NVIDIA GenAI-Perf
Type: Tool Tags: NVIDIA, GenAI-Perf, benchmarking, LLM inference, latency, throughput, Triton, OpenAI-compatible, legacy Related: NVIDIA-AIPerf, NIM-for-LLM-Benchmarking-Guide, NVIDIA-NIM, Triton-Inference-Server, Triton-Performance-Analyzer, TensorRT-LLM, vLLM, NVIDIA-Dynamo Sources: https://docs.nvidia.com/deeplearning/triton-inference-server/user-guide/docs/perf_analyzer/genai-perf/README.html, https://docs.nvidia.com/aiperf/getting-started/migrating-from-gen-ai-perf, https://docs.nvidia.com/nim/benchmarking/llm/latest/overview.html Last Updated: 2026-04-29
Summary
NVIDIA GenAI-Perf is NVIDIA’s earlier command-line tool for measuring generative AI inference latency and throughput. The current Triton docs state that GenAI-Perf is being phased out and point users to NVIDIA-AIPerf for new benchmarking work. GenAI-Perf remains useful as a queryable legacy/current-docs topic because older NIM, Triton, TensorRT-LLM, and OpenAI-compatible benchmarking workflows still reference it.
Detail
Purpose
GenAI-Perf was built to profile generative AI endpoints rather than only fixed-shape tensor models. It sends benchmark traffic to a running inference server and reports LLM-specific metrics so teams can compare model serving configurations.
Current scope
- Benchmarks large language models, multimodal language models, embedding models, ranking models, and multiple LoRA adapter scenarios.

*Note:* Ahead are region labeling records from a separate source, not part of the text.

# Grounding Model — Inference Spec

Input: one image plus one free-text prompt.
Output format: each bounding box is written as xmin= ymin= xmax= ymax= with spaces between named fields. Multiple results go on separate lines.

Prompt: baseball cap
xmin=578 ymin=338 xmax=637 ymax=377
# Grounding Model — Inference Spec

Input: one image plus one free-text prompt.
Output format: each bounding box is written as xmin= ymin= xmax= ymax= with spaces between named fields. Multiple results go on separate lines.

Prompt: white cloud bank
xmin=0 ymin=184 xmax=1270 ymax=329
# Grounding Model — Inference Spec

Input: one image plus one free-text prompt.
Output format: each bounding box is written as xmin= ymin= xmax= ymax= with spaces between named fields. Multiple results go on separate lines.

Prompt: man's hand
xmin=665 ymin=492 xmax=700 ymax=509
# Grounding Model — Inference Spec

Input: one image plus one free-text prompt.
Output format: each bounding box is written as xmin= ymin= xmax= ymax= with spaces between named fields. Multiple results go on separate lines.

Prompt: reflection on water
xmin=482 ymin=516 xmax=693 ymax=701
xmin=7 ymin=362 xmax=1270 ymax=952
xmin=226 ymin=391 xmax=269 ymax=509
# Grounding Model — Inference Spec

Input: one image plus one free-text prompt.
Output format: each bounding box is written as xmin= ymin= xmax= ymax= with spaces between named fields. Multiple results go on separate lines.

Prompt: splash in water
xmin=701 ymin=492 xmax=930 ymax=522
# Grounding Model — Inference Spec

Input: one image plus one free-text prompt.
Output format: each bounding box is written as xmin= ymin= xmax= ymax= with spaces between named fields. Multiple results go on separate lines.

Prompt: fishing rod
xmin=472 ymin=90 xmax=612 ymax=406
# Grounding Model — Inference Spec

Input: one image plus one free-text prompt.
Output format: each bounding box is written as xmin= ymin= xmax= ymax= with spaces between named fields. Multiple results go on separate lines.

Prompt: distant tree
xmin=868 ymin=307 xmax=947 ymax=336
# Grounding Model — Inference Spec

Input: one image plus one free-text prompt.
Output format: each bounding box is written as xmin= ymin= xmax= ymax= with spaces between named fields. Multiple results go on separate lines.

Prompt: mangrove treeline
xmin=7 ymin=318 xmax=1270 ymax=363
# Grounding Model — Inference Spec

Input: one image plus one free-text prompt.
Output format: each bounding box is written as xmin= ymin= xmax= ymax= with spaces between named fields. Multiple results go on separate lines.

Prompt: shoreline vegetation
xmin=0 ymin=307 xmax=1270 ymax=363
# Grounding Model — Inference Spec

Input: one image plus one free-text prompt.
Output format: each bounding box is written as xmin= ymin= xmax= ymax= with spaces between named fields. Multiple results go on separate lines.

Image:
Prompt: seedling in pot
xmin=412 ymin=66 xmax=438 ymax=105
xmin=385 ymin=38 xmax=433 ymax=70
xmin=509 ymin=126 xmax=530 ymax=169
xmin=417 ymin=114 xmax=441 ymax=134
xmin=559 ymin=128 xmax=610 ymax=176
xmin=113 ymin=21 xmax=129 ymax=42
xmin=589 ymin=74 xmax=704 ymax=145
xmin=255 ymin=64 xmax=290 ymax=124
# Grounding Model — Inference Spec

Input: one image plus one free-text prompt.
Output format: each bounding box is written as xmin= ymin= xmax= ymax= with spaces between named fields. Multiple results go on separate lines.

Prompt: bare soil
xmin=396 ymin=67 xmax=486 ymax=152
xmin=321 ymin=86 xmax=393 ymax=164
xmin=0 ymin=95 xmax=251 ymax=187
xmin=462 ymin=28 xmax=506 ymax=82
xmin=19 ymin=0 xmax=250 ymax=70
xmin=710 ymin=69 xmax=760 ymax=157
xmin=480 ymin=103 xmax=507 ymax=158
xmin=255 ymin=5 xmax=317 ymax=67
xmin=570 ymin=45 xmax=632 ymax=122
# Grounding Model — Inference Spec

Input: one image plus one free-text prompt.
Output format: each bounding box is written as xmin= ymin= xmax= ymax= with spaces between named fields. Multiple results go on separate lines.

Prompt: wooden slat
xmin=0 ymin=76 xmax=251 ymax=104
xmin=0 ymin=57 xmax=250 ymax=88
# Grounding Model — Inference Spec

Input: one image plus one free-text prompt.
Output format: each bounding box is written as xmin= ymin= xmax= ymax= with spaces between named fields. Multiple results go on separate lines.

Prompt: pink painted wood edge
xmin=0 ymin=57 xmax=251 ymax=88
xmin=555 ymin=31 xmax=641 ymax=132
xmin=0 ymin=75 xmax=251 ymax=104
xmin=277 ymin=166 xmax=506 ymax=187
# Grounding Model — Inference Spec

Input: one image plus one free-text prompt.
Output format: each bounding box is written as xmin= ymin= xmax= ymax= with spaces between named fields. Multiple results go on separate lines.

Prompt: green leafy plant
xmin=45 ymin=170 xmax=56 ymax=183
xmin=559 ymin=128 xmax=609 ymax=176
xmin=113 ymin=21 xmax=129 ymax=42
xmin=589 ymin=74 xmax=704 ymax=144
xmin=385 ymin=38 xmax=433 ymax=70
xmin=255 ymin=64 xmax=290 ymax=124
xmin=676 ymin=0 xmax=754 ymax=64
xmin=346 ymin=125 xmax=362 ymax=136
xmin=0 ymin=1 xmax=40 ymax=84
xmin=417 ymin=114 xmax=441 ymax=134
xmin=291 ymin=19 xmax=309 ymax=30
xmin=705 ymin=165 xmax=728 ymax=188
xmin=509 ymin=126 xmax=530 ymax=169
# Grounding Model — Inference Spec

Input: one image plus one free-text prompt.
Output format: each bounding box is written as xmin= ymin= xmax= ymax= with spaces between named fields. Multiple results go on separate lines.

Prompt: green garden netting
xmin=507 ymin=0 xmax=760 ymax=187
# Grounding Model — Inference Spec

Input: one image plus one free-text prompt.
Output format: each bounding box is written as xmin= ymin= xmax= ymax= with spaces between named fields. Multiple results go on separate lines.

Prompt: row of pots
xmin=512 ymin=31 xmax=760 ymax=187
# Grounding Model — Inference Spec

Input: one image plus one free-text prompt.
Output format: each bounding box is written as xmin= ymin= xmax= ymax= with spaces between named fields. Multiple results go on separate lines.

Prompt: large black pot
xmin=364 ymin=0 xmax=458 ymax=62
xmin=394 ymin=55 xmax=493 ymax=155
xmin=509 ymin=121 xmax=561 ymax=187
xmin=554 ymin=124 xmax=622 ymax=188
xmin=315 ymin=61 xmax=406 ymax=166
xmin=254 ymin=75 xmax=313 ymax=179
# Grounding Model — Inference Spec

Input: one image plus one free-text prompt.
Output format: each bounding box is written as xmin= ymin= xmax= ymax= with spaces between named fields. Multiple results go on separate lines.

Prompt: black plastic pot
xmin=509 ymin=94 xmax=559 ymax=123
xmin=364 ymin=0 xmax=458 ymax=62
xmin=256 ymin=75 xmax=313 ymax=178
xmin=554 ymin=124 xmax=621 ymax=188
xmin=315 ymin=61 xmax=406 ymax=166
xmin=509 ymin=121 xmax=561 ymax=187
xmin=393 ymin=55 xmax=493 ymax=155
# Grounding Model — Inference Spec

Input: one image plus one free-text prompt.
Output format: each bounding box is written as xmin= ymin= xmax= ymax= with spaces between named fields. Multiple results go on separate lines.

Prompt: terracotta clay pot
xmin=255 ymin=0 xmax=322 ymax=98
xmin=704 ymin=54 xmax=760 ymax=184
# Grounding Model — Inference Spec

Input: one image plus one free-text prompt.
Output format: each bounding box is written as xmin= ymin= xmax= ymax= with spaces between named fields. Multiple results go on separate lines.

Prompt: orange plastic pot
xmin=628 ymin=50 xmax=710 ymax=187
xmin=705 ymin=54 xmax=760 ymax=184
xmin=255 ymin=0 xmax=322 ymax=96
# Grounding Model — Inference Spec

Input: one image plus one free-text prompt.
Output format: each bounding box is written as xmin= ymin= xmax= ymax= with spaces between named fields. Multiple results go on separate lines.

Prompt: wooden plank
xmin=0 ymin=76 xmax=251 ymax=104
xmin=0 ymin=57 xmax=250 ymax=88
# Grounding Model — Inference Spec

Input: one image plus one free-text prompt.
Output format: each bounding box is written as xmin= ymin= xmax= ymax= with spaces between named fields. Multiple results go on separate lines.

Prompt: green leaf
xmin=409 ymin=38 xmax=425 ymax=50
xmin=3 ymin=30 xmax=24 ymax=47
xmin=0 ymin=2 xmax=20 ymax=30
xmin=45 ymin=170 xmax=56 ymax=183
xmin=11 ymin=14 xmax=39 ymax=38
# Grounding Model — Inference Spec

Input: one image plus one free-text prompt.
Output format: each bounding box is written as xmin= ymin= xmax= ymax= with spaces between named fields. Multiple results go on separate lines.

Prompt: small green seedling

- Supports synthetic prompts and file-backed datasets.
- Generates concurrent-request and request-rate style load.
- Reports metrics such as time to first token, time to second token, inter-token latency, request latency, output token throughput, and request throughput.
- Exports CSV and JSON artifacts for later analysis.
- Can target Triton/TensorRT-LLM style services and OpenAI-compatible endpoints.
- Current docs warn that it is being phased out; NVIDIA-AIPerf is the current forward-looking tool.
Migration note
AIPerf is intended to cover currently supported GenAI-Perf workflows while improving support for reasoning-capable models. AIPerf separates TTFT and TTFO so benchmarkers can compare older GenAI-Perf TTFT results with newer reasoning-token-aware measurements.
Connections
- NVIDIA-AIPerf - successor path for new generative AI inference benchmarking.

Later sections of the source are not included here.